Wir verweilen immer noch in Swanns Welt und erinnern uns, wie Swanns Liebe zu Odette durch den Vergleich mit Botticellis „Sephora“ entfacht wurde. Doch zunächst ging es um den Maler, der durch diesen Vergleich an Rang gewann, weniger um seine später so heiß geliebte Odette, die ihm zunächst noch als Medium diente, um die Kunstfertigkeit Botticellis zu preisen.
Was für eine merkwürdige Konstellation, dieses Changieren zwischen Kunstgenuss und dank dieser intensiven Bildbetrachtung Nahrung erhält. Das Alltägliche gewinnt erst durch einen Vergleich mit dem Kunstwerk an Transparenz. Verwundert verfolgt der Erzähler, mit welcher Kennerschaft Swann Gestalten der Bildenden Kunst auf bekannte Personen überträgt, um damit deren Eigenschaften zu charakterisieren.
Im Folgenden geht es um die allegorischen Gestalten, die Tugenden und Laster von Giotto, die in der Arenakapelle in Padua zu sehen sind. Deren bauschige Übergewänder, wie beispielsweise die der „Caritas“, erinnerte Swann an die schwangere Haushaltsgehilfe Françoise.

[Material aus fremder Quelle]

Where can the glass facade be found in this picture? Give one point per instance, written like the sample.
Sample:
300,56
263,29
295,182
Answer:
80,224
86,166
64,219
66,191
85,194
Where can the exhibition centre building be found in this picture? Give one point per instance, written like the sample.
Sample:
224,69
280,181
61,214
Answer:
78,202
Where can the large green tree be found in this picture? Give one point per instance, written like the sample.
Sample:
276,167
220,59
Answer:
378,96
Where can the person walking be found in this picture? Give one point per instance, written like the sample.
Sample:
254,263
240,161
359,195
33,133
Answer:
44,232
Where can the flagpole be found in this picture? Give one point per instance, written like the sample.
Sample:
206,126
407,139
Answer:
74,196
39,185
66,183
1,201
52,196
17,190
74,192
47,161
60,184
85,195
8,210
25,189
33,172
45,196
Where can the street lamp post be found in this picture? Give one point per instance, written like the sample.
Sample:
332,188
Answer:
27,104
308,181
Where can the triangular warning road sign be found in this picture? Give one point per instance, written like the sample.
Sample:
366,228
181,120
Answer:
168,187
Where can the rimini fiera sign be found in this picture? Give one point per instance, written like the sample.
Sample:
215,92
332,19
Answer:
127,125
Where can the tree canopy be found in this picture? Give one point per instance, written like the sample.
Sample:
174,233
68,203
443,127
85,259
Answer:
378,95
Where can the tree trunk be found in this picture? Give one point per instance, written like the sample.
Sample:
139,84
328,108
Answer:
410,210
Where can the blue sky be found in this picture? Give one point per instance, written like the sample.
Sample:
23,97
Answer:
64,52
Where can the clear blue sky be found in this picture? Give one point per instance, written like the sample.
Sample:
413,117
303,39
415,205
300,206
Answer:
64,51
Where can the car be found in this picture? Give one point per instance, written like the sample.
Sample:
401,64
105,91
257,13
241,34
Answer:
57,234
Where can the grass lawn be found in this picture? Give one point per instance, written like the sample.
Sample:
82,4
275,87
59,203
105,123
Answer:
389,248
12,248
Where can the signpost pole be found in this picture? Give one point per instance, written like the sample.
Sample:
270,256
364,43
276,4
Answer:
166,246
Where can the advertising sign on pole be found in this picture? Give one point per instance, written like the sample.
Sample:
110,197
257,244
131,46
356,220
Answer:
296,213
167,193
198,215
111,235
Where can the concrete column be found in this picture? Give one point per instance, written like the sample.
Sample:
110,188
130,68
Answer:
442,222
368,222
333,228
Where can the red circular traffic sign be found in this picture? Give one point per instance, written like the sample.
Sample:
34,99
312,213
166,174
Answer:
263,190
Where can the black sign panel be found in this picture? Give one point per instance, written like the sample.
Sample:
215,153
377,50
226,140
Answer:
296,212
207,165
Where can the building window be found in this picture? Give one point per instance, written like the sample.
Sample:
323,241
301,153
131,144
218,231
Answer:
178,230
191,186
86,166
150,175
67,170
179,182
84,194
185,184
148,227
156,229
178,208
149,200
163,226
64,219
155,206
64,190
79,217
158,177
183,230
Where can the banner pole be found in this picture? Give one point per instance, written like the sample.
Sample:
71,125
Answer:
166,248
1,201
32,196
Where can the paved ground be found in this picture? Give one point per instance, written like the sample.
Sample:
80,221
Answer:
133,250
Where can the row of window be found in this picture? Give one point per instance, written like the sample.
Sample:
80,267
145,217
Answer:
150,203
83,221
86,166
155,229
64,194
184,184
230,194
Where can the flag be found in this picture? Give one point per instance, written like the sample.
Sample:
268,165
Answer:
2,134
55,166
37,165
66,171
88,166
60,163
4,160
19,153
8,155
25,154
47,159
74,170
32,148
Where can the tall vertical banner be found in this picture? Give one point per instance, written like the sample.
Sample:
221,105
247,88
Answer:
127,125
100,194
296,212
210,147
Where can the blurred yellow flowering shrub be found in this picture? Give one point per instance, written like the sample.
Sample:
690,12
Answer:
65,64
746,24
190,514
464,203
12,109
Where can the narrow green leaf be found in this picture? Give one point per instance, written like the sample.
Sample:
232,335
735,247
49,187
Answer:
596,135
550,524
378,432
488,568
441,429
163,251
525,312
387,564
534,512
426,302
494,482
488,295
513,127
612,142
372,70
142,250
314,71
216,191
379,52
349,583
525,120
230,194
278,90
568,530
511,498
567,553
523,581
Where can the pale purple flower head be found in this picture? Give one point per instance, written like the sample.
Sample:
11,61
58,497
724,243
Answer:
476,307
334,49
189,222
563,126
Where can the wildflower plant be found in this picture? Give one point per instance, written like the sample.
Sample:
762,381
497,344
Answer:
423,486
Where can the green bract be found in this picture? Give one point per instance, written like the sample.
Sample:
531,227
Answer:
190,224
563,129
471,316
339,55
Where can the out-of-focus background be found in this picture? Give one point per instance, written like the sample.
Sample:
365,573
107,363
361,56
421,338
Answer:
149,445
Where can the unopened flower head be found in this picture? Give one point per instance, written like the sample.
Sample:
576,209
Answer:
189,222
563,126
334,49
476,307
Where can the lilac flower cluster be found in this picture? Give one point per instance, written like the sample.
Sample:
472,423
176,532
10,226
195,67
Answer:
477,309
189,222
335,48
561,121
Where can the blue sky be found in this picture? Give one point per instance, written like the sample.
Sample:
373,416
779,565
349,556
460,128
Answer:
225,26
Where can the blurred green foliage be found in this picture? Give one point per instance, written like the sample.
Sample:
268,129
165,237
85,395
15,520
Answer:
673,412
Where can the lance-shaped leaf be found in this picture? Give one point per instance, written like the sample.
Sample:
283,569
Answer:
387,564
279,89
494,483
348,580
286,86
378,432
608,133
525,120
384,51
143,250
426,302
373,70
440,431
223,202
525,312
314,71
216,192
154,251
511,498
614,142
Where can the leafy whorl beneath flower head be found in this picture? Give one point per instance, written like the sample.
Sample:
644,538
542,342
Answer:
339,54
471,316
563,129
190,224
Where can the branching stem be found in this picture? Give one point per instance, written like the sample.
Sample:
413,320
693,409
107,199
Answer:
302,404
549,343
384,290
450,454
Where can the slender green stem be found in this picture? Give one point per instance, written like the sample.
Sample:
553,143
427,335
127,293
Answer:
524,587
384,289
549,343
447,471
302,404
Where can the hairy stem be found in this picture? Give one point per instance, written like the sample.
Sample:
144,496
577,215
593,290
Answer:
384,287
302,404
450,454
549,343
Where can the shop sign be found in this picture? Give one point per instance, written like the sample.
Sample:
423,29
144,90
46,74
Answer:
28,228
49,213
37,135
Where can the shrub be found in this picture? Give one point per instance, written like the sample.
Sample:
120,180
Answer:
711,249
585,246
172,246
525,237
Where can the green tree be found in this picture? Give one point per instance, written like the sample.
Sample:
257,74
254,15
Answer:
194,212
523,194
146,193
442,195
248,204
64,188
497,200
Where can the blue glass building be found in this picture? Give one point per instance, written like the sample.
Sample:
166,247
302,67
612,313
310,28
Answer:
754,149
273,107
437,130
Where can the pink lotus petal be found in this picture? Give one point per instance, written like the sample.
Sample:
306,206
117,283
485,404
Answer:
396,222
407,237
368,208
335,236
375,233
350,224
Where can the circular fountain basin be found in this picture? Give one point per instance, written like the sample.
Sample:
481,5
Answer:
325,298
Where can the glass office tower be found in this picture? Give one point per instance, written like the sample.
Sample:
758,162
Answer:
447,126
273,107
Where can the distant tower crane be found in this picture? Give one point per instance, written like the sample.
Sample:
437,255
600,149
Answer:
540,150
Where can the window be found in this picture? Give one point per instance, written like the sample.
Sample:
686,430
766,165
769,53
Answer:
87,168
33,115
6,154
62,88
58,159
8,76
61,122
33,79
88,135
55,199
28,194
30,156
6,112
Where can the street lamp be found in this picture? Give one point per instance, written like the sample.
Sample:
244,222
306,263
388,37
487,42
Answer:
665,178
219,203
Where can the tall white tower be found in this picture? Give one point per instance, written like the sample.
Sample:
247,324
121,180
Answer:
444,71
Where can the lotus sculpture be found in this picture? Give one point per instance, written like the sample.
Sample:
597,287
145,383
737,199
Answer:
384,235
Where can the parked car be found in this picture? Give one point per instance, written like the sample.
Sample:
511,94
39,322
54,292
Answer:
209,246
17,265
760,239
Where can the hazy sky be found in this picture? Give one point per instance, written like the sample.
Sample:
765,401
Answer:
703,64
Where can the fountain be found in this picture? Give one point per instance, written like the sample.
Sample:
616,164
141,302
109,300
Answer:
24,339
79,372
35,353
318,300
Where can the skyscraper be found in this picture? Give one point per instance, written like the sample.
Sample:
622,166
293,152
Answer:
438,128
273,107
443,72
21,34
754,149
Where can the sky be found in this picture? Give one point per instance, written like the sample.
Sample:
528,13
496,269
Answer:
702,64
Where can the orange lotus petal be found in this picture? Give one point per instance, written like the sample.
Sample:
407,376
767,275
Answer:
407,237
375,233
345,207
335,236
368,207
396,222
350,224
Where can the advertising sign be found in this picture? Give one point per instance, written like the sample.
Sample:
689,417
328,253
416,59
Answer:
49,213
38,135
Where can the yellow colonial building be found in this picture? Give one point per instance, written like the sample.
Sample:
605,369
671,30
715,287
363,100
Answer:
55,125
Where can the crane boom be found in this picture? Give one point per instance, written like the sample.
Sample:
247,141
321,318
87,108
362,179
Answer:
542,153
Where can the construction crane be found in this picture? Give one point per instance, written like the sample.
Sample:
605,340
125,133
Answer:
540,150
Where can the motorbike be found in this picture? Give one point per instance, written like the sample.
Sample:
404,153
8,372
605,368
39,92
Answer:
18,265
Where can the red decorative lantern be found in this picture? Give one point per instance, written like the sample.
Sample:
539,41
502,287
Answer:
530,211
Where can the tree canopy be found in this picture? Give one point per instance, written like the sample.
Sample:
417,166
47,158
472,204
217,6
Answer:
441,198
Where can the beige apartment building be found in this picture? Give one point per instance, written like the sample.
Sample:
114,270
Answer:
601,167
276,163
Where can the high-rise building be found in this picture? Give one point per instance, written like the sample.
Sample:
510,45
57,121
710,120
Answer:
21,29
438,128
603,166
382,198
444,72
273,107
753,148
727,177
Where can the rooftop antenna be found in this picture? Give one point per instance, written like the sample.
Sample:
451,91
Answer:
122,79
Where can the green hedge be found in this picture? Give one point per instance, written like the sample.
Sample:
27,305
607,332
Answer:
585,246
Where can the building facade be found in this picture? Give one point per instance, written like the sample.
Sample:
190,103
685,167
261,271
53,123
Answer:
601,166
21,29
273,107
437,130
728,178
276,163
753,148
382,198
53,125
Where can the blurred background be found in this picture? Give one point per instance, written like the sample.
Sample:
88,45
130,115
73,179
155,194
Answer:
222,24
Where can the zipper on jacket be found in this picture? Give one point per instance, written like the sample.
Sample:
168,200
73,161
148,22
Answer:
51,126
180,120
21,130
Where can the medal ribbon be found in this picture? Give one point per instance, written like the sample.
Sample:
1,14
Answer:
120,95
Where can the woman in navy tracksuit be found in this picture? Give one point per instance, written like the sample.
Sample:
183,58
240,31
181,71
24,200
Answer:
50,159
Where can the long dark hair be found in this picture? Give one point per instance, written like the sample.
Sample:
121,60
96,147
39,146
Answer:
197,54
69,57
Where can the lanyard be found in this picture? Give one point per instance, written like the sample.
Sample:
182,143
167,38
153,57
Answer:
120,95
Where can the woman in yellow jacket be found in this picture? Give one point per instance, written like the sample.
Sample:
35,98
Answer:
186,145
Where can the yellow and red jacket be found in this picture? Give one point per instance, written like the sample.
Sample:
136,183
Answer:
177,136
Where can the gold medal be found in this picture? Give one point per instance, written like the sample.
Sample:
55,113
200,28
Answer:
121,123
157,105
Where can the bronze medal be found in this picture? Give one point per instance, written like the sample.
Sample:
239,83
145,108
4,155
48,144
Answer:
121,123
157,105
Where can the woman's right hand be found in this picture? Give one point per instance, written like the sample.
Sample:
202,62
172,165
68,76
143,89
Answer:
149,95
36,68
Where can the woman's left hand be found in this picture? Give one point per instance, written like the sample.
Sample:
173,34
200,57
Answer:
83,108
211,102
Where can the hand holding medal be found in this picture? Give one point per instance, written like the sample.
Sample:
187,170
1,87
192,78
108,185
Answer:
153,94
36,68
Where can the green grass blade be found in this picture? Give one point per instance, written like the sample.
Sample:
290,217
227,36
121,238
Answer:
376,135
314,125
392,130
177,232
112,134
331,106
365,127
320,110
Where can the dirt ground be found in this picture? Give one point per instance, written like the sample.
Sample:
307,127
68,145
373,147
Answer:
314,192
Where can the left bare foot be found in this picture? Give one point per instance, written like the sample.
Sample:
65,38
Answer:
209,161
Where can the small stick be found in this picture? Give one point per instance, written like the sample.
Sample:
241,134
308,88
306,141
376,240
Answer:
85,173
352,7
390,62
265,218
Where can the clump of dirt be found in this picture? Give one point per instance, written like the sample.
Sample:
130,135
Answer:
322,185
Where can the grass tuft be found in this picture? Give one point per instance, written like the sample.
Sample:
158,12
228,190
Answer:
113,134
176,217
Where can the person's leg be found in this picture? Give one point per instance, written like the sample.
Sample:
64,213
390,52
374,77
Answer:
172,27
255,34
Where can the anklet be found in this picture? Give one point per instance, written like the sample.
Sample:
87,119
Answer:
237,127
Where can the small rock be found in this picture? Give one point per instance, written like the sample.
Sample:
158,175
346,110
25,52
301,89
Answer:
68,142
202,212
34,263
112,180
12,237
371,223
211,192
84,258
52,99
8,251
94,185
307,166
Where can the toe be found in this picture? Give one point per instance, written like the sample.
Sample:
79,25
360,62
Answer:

„Und wenn er nach dem Ergehen des Küchenmädchens fragte, sagte er jedesmal: ‚Was macht die Caritas von Giotto?‘“
Der Junge, begeistert von diesem Vergleich und im Besitz von einer Fotografie der Caritas, beginnt Interpretationsfäden zu spinnen: Die Tugend, die ihr Herz hinauf zu Gottvater reicht, vollzieht dieses Opfer demütig und gelassen - so, wie Françoise das „beschwerende Lasten“ ihrer Schwangerschaft erduldet.
Nun zu einem ganz anderen Thema: Ob Marcel Proust Kenntnis hatte von der barocken Gemälpoesie oder der viel diskutierten Theorie der Ekphrasis? Beide Begriffe beschreiben eine literarische oder genauer rhetorische Form, die anschaulich und fast schon bildlich einen Sachverhalt schildert. Ich bin mir sicher, dass der französische Schriftsteller über ein breites Spektrum literaturtheoretisch reflektierter Ausdrucksformen verfügte. Dafür ein Beispiel. Der alte Legrandin, dessen Snobismus die Eltern des jungen Erzählers während eines Kirchgangs in Combray empörte, da er sie nicht grüßte, sondern gerade noch ein flüchtiges Blinzeln seiner Augen erkennen ließ, lud den Jungen Wochen später an einem sommerlichen Abend zum Dinner ein. Sie speisten auf der Terrasse. Es war Mondschein. Lange sprachen sie kein Wort, bis Legrandin es ergriff:
„Und siehst du, mein Kind, es kommt im Leben eine Stunde, von der du noch sehr weit entfernt bist, wo die müden Augen nur noch das Licht vertragen, das eine schöne Nacht wie diese hier ausgießt und durch das Dunkel filtriert, in dem das Ohr keine Musik mehr erkennt als die, die das Mondlicht auf der Flöte des Schweigens spielt.“
Was für ein wunderschönes Bild, das als Gemälde nicht vorstellbar ist - nicht einmal als Musikstück, sondern nur als Sprache. Die beiden kamen sich näher, und der Erzähler musste feststellen, dass Menschen in unterschiedlichen Situationen ihr Verhalten grundlegend ändern können. Damals beim Kirchgang hat sich Legrandin snobistisch verhalten, in dieser Stunde aber als einfühlsamer und weiser Mann, der seinem Gas fast zärtlich eine Lebensweisheit vermittelt.